As for the oxidation agent - what you are doing is oxidising or corroding your copper. Clean it off and just use simple white vinegar to clean. The acid removes the corrosion product. You can even use a white vinegar/water solution. Don't leave it in too long (if the solution is blue/green it's been on too long) - just give it a go once after use and give a wipe or rinse with clean water and allow to dry. Repeat just before use. The copper will stay nice and shiny pink and avoid putting corrosion products in your mash.


----------



## warra48 (11/10/09)

AndrewSA said:


> Mine's a stainless steel braid - really easy and cheap to build but from what I've read, slightly lower efficiency than a copper mannifold. The braid will cost about $15 - you just buy a s/s braided hose from the hardware store, cut off the connector ends and pull the rubber hose out. Then re-attach one of the connectors to one end with a s/s hose clamp and fold the other end over. Done.
> 
> The rest is the same as the copper manifold.

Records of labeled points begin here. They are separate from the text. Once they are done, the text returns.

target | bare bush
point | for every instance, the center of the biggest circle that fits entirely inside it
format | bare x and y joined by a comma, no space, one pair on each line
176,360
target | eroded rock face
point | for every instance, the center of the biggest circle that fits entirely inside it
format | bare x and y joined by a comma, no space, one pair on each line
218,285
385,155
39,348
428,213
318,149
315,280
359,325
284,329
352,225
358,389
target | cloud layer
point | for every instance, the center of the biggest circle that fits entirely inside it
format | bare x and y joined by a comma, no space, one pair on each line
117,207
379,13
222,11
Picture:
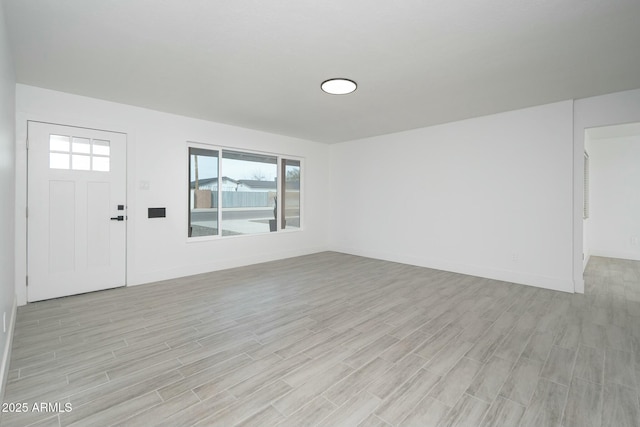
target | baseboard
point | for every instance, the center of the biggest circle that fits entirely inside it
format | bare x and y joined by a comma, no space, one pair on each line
633,256
471,270
6,356
218,265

I did it even easier. I just cut off one connector only. Put the other end in a vise, squeeze up the braid a small amount until you can get a good grip on the exposed rubber hose with a visegrips, apply a steady hard pull and the rubber hose will eventually come away from the far end. Then just crimp the cut end of the braid, and you're done, leaving a perfectly good connector end to use.


----------